We interweave one sense with another sense, and confound them together into the same “object”. This object can be a tower. We have a visual idea, or immediate perception of it, and we also have a tactile idea, or immediate perception of it. We connect these two distinct ideas together into the same “object” or “idea”. But each of these things are “naturally” distinct from one another and have no connection expect those that we make by connecting them. From all of these immediate perceptions, we mediate them by connecting them together with former connections we have made, and find that what we are experiencing “suggests” the tower getting closer or moving further away, or its height.

It becomes second nature to take the mediated for the immediate, even though it is not immediately given in by that sense (i.e. visual or tactile). It is something that the human mind creates itself, and takes it for being immediately given or suggested by experience. The immediate things are not done by the human mind, but the mediated things are done by the human mind. They are what the human mind adds on to what is immediately perceived by the senses.

One of Berkeley’s big points is that “sensible things are those only which are immediately perceived by sense.” So those things immediately perceived by the senses are ‘sensible things’, and those things that are mediately perceived by the senses are not sensible things. This would mean that depth or 3d are not sensible things.
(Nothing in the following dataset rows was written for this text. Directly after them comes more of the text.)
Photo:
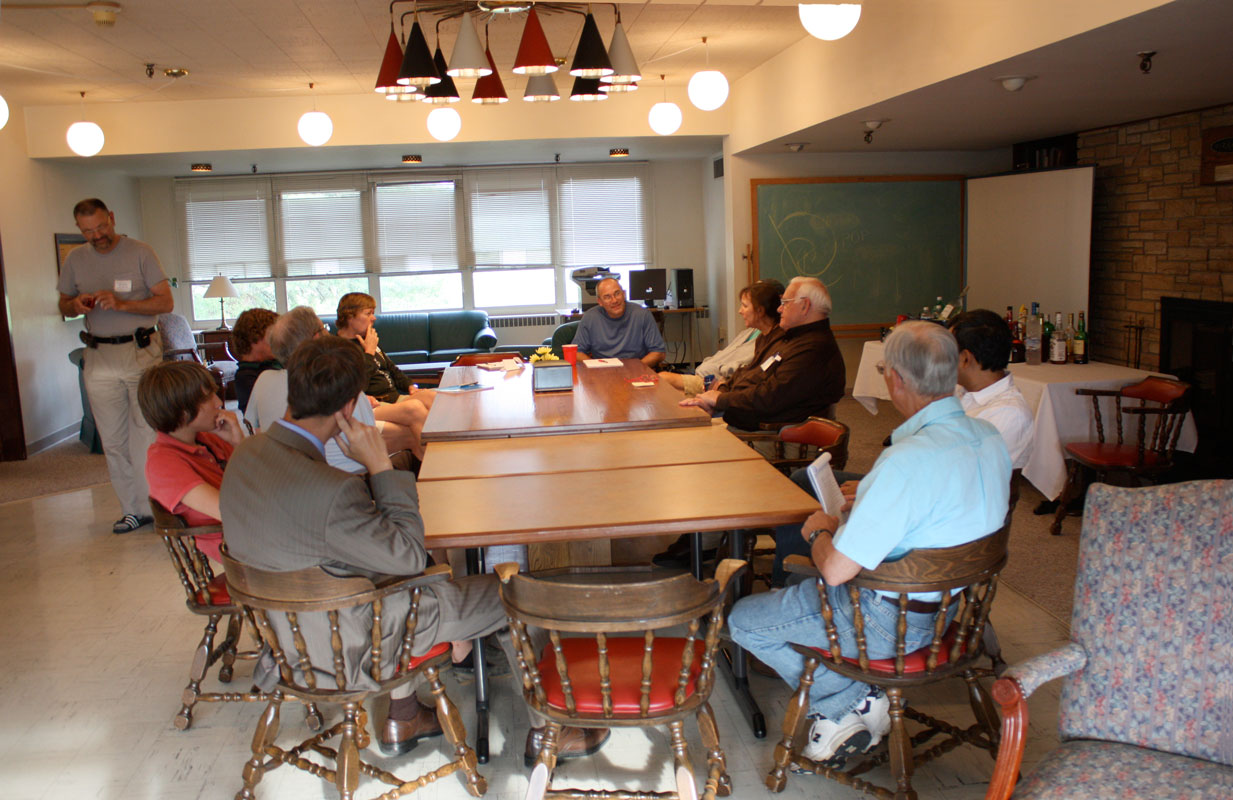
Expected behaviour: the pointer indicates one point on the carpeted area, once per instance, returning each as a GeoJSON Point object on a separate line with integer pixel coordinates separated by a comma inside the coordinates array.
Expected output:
{"type": "Point", "coordinates": [65, 466]}
{"type": "Point", "coordinates": [1041, 566]}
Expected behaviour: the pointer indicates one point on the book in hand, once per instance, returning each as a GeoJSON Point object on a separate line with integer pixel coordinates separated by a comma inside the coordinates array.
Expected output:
{"type": "Point", "coordinates": [826, 488]}
{"type": "Point", "coordinates": [461, 388]}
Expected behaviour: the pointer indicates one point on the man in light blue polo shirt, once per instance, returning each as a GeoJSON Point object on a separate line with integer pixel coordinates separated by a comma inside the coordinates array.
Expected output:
{"type": "Point", "coordinates": [617, 329]}
{"type": "Point", "coordinates": [945, 481]}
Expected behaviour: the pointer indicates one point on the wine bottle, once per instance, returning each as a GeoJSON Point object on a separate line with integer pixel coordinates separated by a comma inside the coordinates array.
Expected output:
{"type": "Point", "coordinates": [1080, 342]}
{"type": "Point", "coordinates": [1058, 349]}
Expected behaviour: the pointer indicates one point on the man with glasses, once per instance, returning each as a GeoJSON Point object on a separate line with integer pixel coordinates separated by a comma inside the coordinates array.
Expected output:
{"type": "Point", "coordinates": [617, 329]}
{"type": "Point", "coordinates": [120, 286]}
{"type": "Point", "coordinates": [795, 375]}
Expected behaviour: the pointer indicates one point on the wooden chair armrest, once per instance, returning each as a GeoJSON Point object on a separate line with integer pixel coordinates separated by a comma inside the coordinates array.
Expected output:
{"type": "Point", "coordinates": [800, 565]}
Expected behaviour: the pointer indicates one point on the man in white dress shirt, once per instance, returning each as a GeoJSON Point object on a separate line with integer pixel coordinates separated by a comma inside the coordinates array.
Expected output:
{"type": "Point", "coordinates": [989, 390]}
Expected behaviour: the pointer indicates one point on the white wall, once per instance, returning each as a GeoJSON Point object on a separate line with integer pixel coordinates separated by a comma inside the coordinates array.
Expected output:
{"type": "Point", "coordinates": [36, 202]}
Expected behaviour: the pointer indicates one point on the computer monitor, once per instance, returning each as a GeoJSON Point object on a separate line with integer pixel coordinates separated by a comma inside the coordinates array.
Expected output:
{"type": "Point", "coordinates": [649, 286]}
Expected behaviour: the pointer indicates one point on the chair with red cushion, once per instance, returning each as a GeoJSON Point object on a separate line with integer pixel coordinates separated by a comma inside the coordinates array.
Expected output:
{"type": "Point", "coordinates": [967, 577]}
{"type": "Point", "coordinates": [205, 594]}
{"type": "Point", "coordinates": [343, 641]}
{"type": "Point", "coordinates": [1142, 461]}
{"type": "Point", "coordinates": [608, 662]}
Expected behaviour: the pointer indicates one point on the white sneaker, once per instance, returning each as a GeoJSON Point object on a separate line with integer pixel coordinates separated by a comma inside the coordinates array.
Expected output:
{"type": "Point", "coordinates": [831, 741]}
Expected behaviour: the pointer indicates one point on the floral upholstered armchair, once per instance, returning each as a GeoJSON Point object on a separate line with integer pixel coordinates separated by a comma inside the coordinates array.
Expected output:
{"type": "Point", "coordinates": [1147, 709]}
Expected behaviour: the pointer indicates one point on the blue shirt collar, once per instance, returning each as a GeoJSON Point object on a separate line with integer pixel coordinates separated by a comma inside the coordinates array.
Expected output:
{"type": "Point", "coordinates": [311, 438]}
{"type": "Point", "coordinates": [931, 413]}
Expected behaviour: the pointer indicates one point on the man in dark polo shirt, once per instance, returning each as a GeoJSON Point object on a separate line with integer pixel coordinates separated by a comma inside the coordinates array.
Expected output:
{"type": "Point", "coordinates": [795, 375]}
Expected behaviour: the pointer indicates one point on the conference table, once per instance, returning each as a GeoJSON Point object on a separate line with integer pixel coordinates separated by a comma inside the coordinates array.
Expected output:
{"type": "Point", "coordinates": [1060, 416]}
{"type": "Point", "coordinates": [631, 466]}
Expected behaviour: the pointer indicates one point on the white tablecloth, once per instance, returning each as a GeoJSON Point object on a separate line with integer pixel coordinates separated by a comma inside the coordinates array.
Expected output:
{"type": "Point", "coordinates": [1062, 416]}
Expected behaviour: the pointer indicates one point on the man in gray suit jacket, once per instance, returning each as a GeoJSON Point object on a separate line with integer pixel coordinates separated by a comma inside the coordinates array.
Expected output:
{"type": "Point", "coordinates": [284, 509]}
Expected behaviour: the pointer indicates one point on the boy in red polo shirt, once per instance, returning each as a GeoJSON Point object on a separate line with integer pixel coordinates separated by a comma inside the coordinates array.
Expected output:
{"type": "Point", "coordinates": [184, 466]}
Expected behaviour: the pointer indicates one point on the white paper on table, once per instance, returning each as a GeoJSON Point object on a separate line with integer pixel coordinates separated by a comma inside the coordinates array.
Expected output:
{"type": "Point", "coordinates": [821, 477]}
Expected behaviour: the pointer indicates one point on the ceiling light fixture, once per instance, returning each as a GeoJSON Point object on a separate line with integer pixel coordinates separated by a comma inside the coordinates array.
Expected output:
{"type": "Point", "coordinates": [84, 138]}
{"type": "Point", "coordinates": [315, 126]}
{"type": "Point", "coordinates": [444, 123]}
{"type": "Point", "coordinates": [541, 89]}
{"type": "Point", "coordinates": [467, 58]}
{"type": "Point", "coordinates": [534, 56]}
{"type": "Point", "coordinates": [665, 117]}
{"type": "Point", "coordinates": [591, 58]}
{"type": "Point", "coordinates": [829, 21]}
{"type": "Point", "coordinates": [708, 88]}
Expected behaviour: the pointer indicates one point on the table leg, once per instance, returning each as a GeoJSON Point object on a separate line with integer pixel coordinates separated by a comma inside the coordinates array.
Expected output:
{"type": "Point", "coordinates": [475, 566]}
{"type": "Point", "coordinates": [734, 655]}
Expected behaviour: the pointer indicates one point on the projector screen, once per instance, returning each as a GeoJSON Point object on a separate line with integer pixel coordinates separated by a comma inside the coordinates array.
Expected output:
{"type": "Point", "coordinates": [1030, 239]}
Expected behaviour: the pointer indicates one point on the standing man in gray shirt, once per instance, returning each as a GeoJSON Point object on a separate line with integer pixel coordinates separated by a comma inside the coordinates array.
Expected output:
{"type": "Point", "coordinates": [120, 286]}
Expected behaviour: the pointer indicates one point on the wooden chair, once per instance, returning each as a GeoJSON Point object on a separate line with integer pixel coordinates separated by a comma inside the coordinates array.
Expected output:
{"type": "Point", "coordinates": [472, 359]}
{"type": "Point", "coordinates": [591, 676]}
{"type": "Point", "coordinates": [1144, 710]}
{"type": "Point", "coordinates": [967, 577]}
{"type": "Point", "coordinates": [287, 609]}
{"type": "Point", "coordinates": [205, 594]}
{"type": "Point", "coordinates": [1151, 455]}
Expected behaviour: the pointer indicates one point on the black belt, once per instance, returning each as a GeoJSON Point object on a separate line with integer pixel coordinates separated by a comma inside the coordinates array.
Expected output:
{"type": "Point", "coordinates": [141, 334]}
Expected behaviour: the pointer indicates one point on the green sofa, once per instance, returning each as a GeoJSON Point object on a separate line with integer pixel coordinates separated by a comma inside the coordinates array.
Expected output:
{"type": "Point", "coordinates": [438, 335]}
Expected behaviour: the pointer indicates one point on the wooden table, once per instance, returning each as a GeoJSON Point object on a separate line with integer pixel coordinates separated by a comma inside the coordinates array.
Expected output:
{"type": "Point", "coordinates": [602, 400]}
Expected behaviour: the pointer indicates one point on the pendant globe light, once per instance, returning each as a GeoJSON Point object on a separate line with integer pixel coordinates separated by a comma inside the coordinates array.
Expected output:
{"type": "Point", "coordinates": [84, 138]}
{"type": "Point", "coordinates": [591, 58]}
{"type": "Point", "coordinates": [665, 117]}
{"type": "Point", "coordinates": [444, 91]}
{"type": "Point", "coordinates": [541, 89]}
{"type": "Point", "coordinates": [708, 88]}
{"type": "Point", "coordinates": [418, 68]}
{"type": "Point", "coordinates": [587, 90]}
{"type": "Point", "coordinates": [315, 126]}
{"type": "Point", "coordinates": [467, 59]}
{"type": "Point", "coordinates": [444, 123]}
{"type": "Point", "coordinates": [534, 56]}
{"type": "Point", "coordinates": [488, 90]}
{"type": "Point", "coordinates": [829, 21]}
{"type": "Point", "coordinates": [625, 70]}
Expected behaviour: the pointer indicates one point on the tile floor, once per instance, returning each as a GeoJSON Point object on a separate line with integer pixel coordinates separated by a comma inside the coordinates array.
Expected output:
{"type": "Point", "coordinates": [95, 648]}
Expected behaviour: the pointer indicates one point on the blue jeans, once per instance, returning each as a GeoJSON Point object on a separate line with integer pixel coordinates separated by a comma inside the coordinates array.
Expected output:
{"type": "Point", "coordinates": [788, 540]}
{"type": "Point", "coordinates": [765, 624]}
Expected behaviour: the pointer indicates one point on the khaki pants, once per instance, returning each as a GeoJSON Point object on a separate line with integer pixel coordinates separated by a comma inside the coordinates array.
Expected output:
{"type": "Point", "coordinates": [111, 372]}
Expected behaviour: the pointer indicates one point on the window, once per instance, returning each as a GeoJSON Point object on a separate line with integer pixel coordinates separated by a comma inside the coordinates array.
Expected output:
{"type": "Point", "coordinates": [503, 239]}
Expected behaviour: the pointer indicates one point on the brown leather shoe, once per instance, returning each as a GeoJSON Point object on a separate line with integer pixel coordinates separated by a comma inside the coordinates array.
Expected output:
{"type": "Point", "coordinates": [400, 736]}
{"type": "Point", "coordinates": [573, 742]}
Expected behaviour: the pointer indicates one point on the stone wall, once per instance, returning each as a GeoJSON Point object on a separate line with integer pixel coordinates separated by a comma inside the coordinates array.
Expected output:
{"type": "Point", "coordinates": [1155, 231]}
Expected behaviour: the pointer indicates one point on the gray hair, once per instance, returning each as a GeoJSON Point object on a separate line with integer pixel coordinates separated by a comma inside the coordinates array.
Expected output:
{"type": "Point", "coordinates": [291, 329]}
{"type": "Point", "coordinates": [925, 356]}
{"type": "Point", "coordinates": [815, 290]}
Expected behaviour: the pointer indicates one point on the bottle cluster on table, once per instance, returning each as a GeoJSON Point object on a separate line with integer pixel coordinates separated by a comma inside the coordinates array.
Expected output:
{"type": "Point", "coordinates": [1037, 340]}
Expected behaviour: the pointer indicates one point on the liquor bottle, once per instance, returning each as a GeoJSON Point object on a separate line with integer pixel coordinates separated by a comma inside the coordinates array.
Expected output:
{"type": "Point", "coordinates": [1046, 338]}
{"type": "Point", "coordinates": [1080, 342]}
{"type": "Point", "coordinates": [1058, 345]}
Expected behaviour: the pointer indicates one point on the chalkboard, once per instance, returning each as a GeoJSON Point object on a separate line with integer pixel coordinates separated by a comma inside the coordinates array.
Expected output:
{"type": "Point", "coordinates": [883, 245]}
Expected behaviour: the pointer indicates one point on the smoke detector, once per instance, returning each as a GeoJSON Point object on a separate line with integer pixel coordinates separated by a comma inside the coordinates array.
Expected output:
{"type": "Point", "coordinates": [104, 12]}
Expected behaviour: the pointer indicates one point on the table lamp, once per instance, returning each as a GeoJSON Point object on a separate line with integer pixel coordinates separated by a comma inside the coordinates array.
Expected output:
{"type": "Point", "coordinates": [222, 289]}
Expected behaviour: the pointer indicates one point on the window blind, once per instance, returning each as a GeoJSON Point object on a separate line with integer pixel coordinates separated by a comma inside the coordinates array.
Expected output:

Like seeing someone’s face flush red, sensible thing, does not mean that it is sensible thing that the person had a passion arise in them. It might be “suggested”, but it is not by vision that the conclusion was reached, but because it was mediated by something else, which was itself not immediately perceived.

The example of written word is a great example. There are certain colors and shapes that are seen, and from these things seen one obtains some thoughts. But the thoughts were not themselves found in the visual experience itself. So one mediated what was immediately perceived through something else, which was thought. Vision was mediated with thoughts, which are two distinct things. This is sometimes closer to what is called theory-ladden observation.